Zudem wurde die ehemalige landesweite Unterstützungsstruktur Frente Zapatista de Liberación Nacional aufgelöst, da sie nunmehr durch das breite Bündnis der Anderen Kampagne ersetzt werden soll. Die Zeitschrift Rebeldía wurde von ihren Koordinierungsaufgaben im Rahmen der anderen Kampagne entbunden und durch einen eigenen zapatistischen Blog namens Enlace Zapatista ersetzt, wo unter anderem die Rundreise von Subcomandante Marcos auf einer Landkarte nachvollzogen werden kann.

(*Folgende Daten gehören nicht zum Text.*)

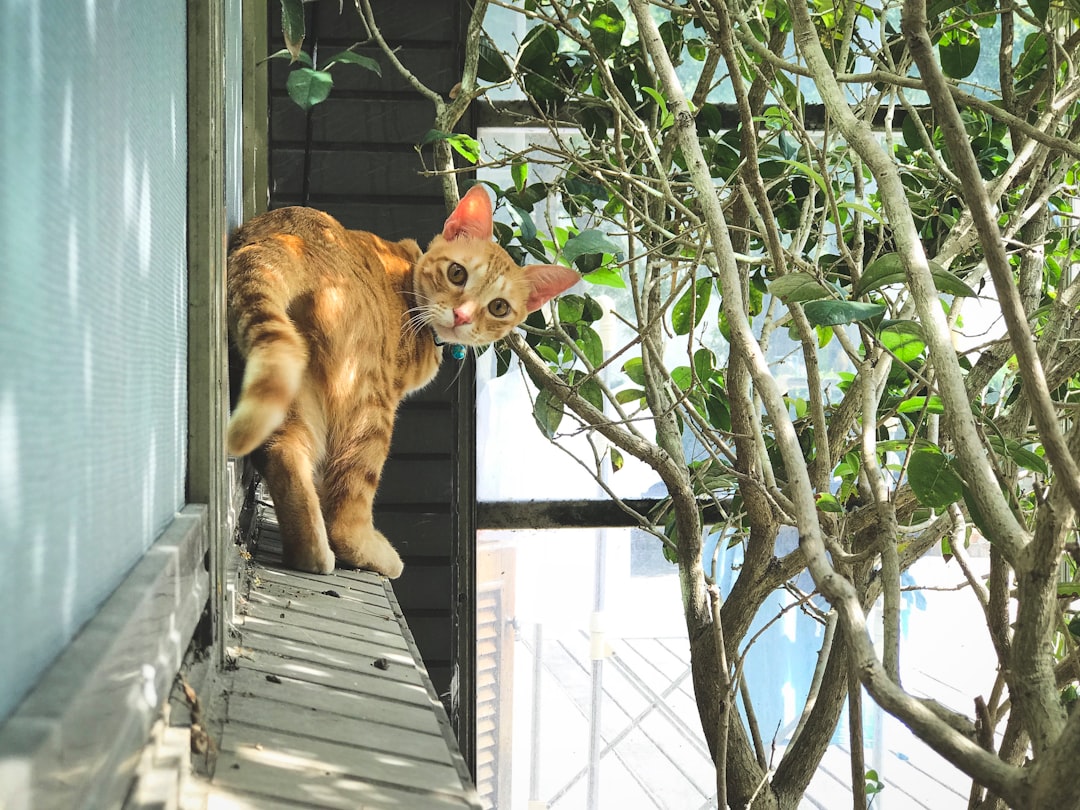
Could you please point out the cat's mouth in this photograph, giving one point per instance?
(451, 334)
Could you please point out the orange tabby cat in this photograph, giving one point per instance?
(335, 327)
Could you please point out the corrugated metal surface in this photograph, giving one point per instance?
(354, 157)
(329, 705)
(93, 311)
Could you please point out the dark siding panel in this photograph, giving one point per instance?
(354, 158)
(346, 173)
(434, 67)
(393, 122)
(433, 22)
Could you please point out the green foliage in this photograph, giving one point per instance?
(823, 272)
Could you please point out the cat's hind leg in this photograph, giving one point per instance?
(289, 472)
(350, 478)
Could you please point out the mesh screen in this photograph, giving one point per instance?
(93, 158)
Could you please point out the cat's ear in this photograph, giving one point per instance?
(472, 218)
(545, 282)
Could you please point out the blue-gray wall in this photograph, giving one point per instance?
(93, 424)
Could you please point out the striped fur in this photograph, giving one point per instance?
(335, 327)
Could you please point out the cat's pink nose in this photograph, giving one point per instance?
(462, 315)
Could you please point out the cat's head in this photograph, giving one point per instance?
(469, 289)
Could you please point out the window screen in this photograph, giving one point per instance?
(93, 311)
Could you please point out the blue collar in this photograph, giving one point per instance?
(457, 351)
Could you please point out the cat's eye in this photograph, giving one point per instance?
(457, 274)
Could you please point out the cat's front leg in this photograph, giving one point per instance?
(288, 471)
(348, 494)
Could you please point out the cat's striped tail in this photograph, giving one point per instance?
(275, 356)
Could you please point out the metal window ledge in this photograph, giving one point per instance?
(75, 741)
(328, 704)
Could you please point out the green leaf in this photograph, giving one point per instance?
(293, 28)
(548, 412)
(463, 145)
(666, 119)
(617, 460)
(302, 57)
(834, 313)
(606, 25)
(349, 57)
(903, 338)
(889, 269)
(491, 66)
(861, 208)
(520, 171)
(570, 308)
(606, 278)
(959, 50)
(918, 404)
(934, 483)
(308, 88)
(591, 346)
(683, 377)
(630, 394)
(696, 298)
(591, 391)
(588, 242)
(1020, 455)
(634, 369)
(815, 176)
(797, 287)
(827, 502)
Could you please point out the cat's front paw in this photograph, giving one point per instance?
(373, 552)
(312, 559)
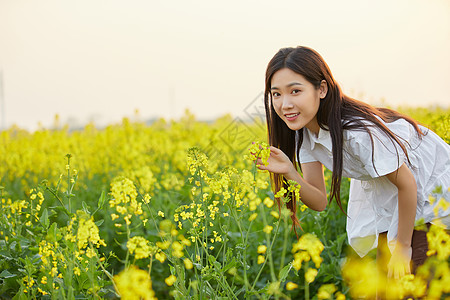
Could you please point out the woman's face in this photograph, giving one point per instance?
(296, 100)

Zapatisten machen es sich bequem. Foto: Uwe Hasert

Nachdem zunächst für Ende 2005 ein sogenanntes intergalaktisches Treffen angekündigt worden war, wurde kurz vor Jahresende bekannt gegeben, dass dieses vermutlich erst im Sommer 2006 stattfinden wird – also nach dem Ende der Rundreise von EZLN-Sprecher Marcos. Als Begründung wurde angegeben, dass auch international künftig nichts mehr vorgegeben, sondern zwischen allen Unterzeichnern der Sechsten Erklärung gleichberechtigt diskutiert werden müsse. Dementsprechend sollen Vorschläge für dieses Treffen über die Webseite diskutiert werden. In Chiapas selbst ist der zapatistische Regierungssitz in La Realidad die richtige Adresse für inhaltliche oder organisatorische Vorschläge dieser Art.